The Brief Origins of May Day

By Eric Chase - Published on IWW.ORG, written ca.1993.

Most people living in the United States know little about the International Workers' Day of May Day. For many others there is an assumption that it is a holiday celebrated in state communist countries like Cuba or the former Soviet Union. Most Americans don't realize that May Day has its origins here in this country and is as "American" as baseball and apple pie, and stemmed from the pre-Christian holiday of Beltane, a celebration of rebirth and fertility.

In the late nineteenth century, the working class was in constant struggle to gain the 8-hour work day. Working conditions were severe and it was quite common to work 10 to 16 hour days in unsafe conditions. Death and injury were commonplace at many work places and inspired such books as Upton Sinclair's The Jungle and Jack London's The Iron Heel. As early as the 1860's, working people agitated to shorten the workday without a cut in pay, but it wasn't until the late 1880's that organized labor was able to garner enough strength to declare the 8-hour workday. This proclamation was without consent of employers, yet demanded by many of the working class.

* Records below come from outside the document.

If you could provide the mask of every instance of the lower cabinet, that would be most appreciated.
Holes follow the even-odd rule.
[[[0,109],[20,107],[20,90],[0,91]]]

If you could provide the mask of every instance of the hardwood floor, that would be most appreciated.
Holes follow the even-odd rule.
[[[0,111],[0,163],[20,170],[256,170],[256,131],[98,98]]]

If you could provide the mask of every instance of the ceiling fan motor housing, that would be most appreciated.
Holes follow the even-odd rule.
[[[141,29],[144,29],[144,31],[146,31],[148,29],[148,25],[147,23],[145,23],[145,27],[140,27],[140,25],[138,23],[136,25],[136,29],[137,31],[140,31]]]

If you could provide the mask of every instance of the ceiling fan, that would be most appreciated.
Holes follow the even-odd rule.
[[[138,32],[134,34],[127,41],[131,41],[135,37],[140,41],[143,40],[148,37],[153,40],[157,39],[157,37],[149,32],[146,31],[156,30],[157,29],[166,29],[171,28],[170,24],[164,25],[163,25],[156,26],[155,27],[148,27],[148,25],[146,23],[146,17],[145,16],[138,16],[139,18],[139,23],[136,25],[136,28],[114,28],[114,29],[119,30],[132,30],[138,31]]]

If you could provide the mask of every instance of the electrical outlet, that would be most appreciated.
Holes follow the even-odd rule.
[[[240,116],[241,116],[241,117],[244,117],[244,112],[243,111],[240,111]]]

At this time, socialism was a new and attractive idea to working people, many of whom were drawn to its ideology of working class control over the production and distribution of all goods and services. Workers had seen first-hand that Capitalism benefited only their bosses, trading workers' lives for profit. Thousands of men, women and children were dying needlessly every year in the workplace, with life expectancy as low as their early twenties in some industries, and little hope but death of rising out of their destitution. Socialism offered another option.

A variety of socialist organizations sprung up throughout the later half of the 19th century, ranging from political parties to choir groups. In fact, many socialists were elected into governmental office by their constituency. But again, many of these socialists were ham-strung by the political process which was so evidently controlled by big business and the bi-partisan political machine. Tens of thousands of socialists broke ranks from their parties, rebuffed the entire political process, which was seen as nothing more than protection for the wealthy, and created anarchist groups throughout the country. Literally thousands of working people embraced the ideals of anarchism, which sought to put an end to all hierarchical structures (including government), emphasized worker controlled industry, and valued direct action over the bureaucratic political process. It is inaccurate to say that labor unions were "taken over" by anarchists and socialists, but rather anarchists and socialist made up the labor unions.